One of the thematic panels you spoke about was transformations in
biotechnology. Broadly speaking, what are the research efforts developed
in biotechnology to conserve water?
The issue in biotechnology is to conserve water using plant breeding programmes.
For instance, increasing drought and salinity tolerance among plants in order
to breed plants that are less thirsty so that we can get more crop per crop.
The second area is to look at alternatives. For example, to look at breeding
methods outside the conventional ones. Then, the issue of treatment of waste
water. For example, biological remediation of water which can be used for
high-value fruits and vegetables and so on. There are a number of other areas
where biotechnology can be of use.
What are your views on patents in biotechnology?
This is a major issue. Patents in biotechnology and genetically modified
organisms (GMOs) raise a whole lot of ethical and legal issues. Patents are
in some sense justified as huge investments go into research. But what is
most important is not to overlook indigenous and small farmers. So, while
dealing with patents, aspects of equity, benefit-sharing, recognition of
the rights of indigenous peoples and so on are very important. Also, the
recognition of international agreements such as on biological diversity and
farmers' rights. All these issues need to be addressed together.
Some countries have made headway in this. For instance, India is developing
a legislation that tries to take into account the different regimes under
the International Convention for the Protection of New Varieties of Plants
(UPOV), the World Trade Organisation and the Convention on Biological Diversity.
We need to evolve that into a more coherent multilateral system that recognises
the role of the private sector to do what it does best and to recognise the
importance of international and national public goods that have to remain
in the public domain to protect the poor and vulnerable.
What is your position on the Terminator technology that has been patented
by the United States Department of Agriculture (USDA) and Delta Pineland
Let me first make CGIAR's (Consultative Group on International Agricultural
Research) position on Terminator technology clear. Since most Third World
farmers are small and marginal, who hold back seeds in one season to sow
in the next, CGIAR will not be releasing seeds that contain Terminator
On the other hand, there are some good things to be learnt from this technology.

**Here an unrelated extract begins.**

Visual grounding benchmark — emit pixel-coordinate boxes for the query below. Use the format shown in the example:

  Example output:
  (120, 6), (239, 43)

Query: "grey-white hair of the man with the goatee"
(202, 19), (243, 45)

A complicated piece of science is involved here, and therefore there is a
lot to be learnt about how to approach problems by switching genes on and
off, controlling their expressions and so on. Second, it is conceivable that
even if it is designed for one purpose, it could be used as a potential biosafety
measure. This is certainly something worth exploiting.
Coming to the other thematic panel, an institutional transformation, what
is the role of the private and public sectors in water conservation?
There is no question that institutional transformation is necessary. The
idea that everything needs to be done by the state is not working out well.
Private operators have a role to play. The state and the private sector have
to share some responsibility. The notion that the state or the private sector
is going to have a natural monopoly is not quite true. Experience shows that
you can break down the pieces of the system, and it works just as well.
Innovations from that idea coupled with community action, help of local groups,
users and state regulation, private sector investments and a range of
institutions that need to be brought in place and so on, are very important.
Do you still think that the wars of the next century will be over water?
We are taking steps to avoid precisely that. That statement of mine in 1995
in Newsweek, which was picked up by CNN, was intended as some kind
of setting off the alarm for people not to continue with the fragmented attitude
towards water. Since then a lot has been done in the right direction. Many
programmes were started - the Marrakesh Forum was formed, the World Commission
for Water in the 21st century was set up, and a whole lot of discussions
initiated on ending the fragmented attitute towards water use.
Let us hope all these things, along with the developments in science and
biotechnology, will help us handle the water situation.